For the first time in my life, I can say with almost complete assurance, that
the reason the majority of the people I know are torrenting, is because the
rights owner isn't willing to sell in format that they want to watch it in.

Don't call him out of Touch though - The reality, though, is that the CEO of
HBO is a highly informed profit maximizing individual and the reason we don't
get Game of Thrones on DVD/iTunes, is because of the huge revenue stream
represented by the other 95% (99%?) of the population who is more than happy
to Tivo GameOfThrones. He'll forego the 5% of us who won't purchase it on
Cable, in order to make money on the other 95% The Reality is, that some
percentage of that 5% would have Torrented it rather than paying the $50 for
an iTunes season.

They know how much they can make through iTunes, DVD Sales, and, most
importantly, their Cable Customers (Comcast, etc...).

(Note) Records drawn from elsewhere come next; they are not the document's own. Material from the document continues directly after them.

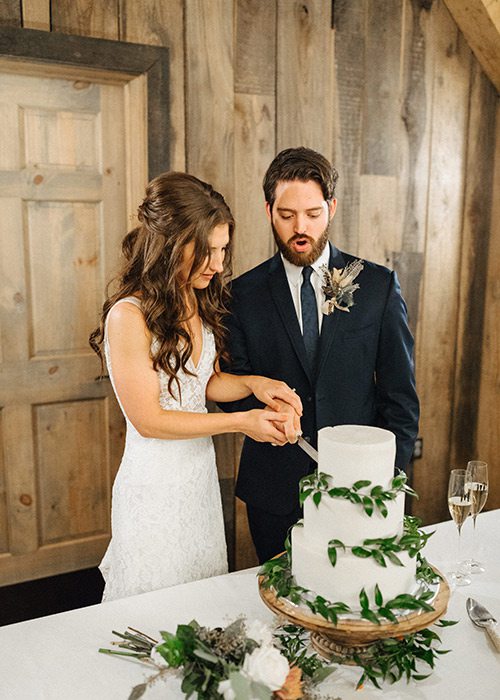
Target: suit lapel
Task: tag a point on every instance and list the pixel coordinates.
(330, 322)
(280, 292)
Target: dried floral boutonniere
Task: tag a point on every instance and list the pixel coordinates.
(338, 286)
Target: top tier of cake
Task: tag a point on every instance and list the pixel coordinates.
(352, 452)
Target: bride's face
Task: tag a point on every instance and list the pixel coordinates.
(213, 264)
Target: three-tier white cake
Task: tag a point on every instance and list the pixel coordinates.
(349, 454)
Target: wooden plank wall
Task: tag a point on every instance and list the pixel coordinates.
(388, 89)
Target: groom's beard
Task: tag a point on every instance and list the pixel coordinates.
(301, 259)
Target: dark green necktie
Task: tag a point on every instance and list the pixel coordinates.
(310, 330)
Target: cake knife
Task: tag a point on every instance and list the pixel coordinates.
(482, 617)
(308, 449)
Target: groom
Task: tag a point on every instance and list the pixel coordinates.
(348, 366)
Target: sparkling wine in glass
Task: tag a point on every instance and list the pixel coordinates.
(459, 505)
(477, 483)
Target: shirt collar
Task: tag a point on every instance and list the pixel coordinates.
(294, 272)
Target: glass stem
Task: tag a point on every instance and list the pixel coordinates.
(473, 538)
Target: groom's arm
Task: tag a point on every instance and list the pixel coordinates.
(239, 361)
(397, 401)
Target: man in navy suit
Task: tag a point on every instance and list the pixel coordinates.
(348, 366)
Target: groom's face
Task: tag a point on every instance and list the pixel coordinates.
(299, 219)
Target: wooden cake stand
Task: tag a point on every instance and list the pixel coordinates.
(350, 637)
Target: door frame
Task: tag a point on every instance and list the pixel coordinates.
(113, 60)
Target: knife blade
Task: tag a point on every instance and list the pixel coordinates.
(482, 617)
(308, 449)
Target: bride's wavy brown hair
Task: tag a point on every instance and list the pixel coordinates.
(178, 209)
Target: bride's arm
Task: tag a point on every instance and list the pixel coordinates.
(137, 387)
(224, 387)
(275, 395)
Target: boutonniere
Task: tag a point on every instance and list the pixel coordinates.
(338, 286)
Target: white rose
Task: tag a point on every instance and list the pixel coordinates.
(267, 666)
(260, 632)
(226, 690)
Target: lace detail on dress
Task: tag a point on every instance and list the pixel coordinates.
(166, 520)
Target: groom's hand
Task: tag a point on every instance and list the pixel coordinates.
(291, 427)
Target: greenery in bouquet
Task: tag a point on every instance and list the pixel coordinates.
(239, 662)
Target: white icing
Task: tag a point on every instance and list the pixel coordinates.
(350, 453)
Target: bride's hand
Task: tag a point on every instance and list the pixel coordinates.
(290, 427)
(261, 425)
(270, 390)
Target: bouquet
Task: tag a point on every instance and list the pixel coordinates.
(239, 662)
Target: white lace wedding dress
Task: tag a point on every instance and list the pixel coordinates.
(166, 516)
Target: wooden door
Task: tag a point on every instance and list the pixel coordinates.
(63, 198)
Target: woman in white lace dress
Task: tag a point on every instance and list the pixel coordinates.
(162, 334)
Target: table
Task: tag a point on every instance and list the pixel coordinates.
(56, 657)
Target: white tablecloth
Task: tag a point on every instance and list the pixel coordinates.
(56, 657)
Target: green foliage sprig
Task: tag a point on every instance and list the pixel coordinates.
(387, 660)
(396, 658)
(294, 645)
(318, 484)
(412, 541)
(277, 574)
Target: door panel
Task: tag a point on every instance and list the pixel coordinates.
(63, 193)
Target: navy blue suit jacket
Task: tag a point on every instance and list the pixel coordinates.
(364, 372)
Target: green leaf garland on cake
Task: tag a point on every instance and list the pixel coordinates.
(318, 485)
(412, 541)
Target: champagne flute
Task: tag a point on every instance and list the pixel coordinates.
(476, 482)
(459, 505)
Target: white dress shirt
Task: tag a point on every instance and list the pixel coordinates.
(294, 277)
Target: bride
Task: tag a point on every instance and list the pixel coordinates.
(162, 336)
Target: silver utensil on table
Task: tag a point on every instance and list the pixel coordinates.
(308, 449)
(481, 617)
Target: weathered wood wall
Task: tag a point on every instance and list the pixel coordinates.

And, if SOPA goes through, it will provide a platform for attacking the
Torrents. First the entertainment industry will DNS blackhole "piratebay.org",
then, when people avoiding that in numbers enough to matter, they will pass
SOPA Part II, and start blackholing IP addresses. SOPA Part III will come out
once people figure some way of connecting to dynamically assigned IP
addresses.

It will be a legislative game of Cat-and-Mouse driven by the massive $$$ that
the entertainment industry is paying the lobbyists.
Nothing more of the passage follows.